Dat de nieuwe formulering zowel academisch als commercieel potentie heeft, blijkt ook uit de inmiddels twee patenten die uit Zwolsman’s werk zijn voortgekomen. Therapeutische toepassingen, zoals RNA-immuuntherapie bij kanker, komen hiermee weer een flinke stap dichterbij, benadrukt hij. “Onze lipide nanodeeltjes kunnen het immuunsysteem wakker schudden, zodat tumorcellen aangepakt worden. Een heel agressieve tumorsoort, myeloma, is ongevoelig voor immuuntherapie. Maar met onze nanodeeltjes kunnen we deze tumor in een muizenmodel in remissie brengen, we zien geen symptomen meer. Na jaren van moleculen mixen kan ons platform echt het verschil gaan maken.”
PhD in the picture
Wat zien we op je proefschriftkaft?
“Een artistieke interpretatie van een bijzonder fenomeen dat je ziet bij het mengen van componenten om onze nanodeeltjes te maken: laminaire stroming. De vloeistoflagen bewegen, maar het lijkt alsof ze stilstaan. Je kunt er ook een golf in zien, mijn grote passie is surfen.”
Je bent op een verjaardagsfeestje. Hoe leg je in één zin uit wat je onderzoekt?
“Ik maak lichaamseigen nanodeeltjes met bijzondere eigenschappen, die immuuncellen kunnen activeren of juist uitzetten. Wel grappig, in coronatijd was ik vaak de ‘vaccinexpert’, de COVID-19 prik was het eerste mRNA-vaccin.”
Hoe kun je naast je onderzoek stoom afblazen?
“Op het water; ik surf zo veel mogelijk. In het weekend ben ik vaak in Hoorn, waar ik ben opgegroeid. Met aan de ene kant het IJsselmeer en het Markermeer en aan de andere kant de Noordzee kun je bij elke windrichting het water op. Even je hoofd uitzetten en je overgeven aan de krachten van de natuur.”
Welke tip had je als beginnende PhD-kandidaat willen krijgen?
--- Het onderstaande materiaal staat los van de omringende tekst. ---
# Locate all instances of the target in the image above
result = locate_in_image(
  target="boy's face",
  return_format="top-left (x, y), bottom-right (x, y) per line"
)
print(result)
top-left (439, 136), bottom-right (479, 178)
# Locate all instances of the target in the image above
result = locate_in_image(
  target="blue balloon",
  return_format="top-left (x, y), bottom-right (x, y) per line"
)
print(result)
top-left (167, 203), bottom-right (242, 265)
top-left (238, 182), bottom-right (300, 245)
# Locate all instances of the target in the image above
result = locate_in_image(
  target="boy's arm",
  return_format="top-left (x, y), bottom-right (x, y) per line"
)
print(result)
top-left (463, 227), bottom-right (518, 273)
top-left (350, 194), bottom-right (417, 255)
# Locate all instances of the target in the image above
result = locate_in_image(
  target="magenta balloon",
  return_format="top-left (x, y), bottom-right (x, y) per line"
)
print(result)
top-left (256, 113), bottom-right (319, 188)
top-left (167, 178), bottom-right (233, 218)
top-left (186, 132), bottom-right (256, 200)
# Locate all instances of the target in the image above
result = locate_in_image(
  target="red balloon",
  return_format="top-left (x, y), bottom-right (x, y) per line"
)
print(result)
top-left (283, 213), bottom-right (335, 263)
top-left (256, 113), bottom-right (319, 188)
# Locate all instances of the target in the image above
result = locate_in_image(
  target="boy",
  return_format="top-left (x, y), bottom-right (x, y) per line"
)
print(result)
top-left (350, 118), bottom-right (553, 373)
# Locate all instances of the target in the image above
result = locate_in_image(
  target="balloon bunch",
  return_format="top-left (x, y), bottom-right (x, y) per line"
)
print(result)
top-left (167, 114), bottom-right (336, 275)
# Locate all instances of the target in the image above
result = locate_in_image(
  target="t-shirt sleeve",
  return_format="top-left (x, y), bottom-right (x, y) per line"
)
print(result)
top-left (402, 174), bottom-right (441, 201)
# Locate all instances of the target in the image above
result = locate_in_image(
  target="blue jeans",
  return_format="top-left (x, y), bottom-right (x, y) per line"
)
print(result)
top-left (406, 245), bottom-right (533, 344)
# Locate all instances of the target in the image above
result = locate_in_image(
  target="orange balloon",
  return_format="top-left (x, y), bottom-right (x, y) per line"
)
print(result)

“Dat er tijd nodig is om iets moois te krijgen. Sommige studies nemen jaren in beslag. Voordat je promotieonderzoek de vorm aanneemt die je zou willen, gaat er flink wat tijd overheen. Dat vereist geduld en doorzettingsvermogen, geef dus niet te snel op.” Hij grinnikt. “Dat is iets wat ik ook als surfer in het koude water al wel geleerd heb.”
Wat is je volgende hoofdstuk?
“Ik werk nu bij Ethicon, een dochterbedrijf van Johnson & Johnson. Zij ontwikkelen een bloedstelpende patch van biomaterialen. Het voelt goed om heel patiëntgericht bezig te zijn; als dit materiaal wordt goedgekeurd ligt het direct bij de chirurgen. Zo kan ik bijdragen aan een stukje herstel. Ik heb niet bewust afscheid genomen van de academische wereld, maar was wel op zoek naar meer stabiliteit. Ook fijn voor mijn Spaanse aanstaande echtgenote, die speciaal naar Nederland is gekomen.”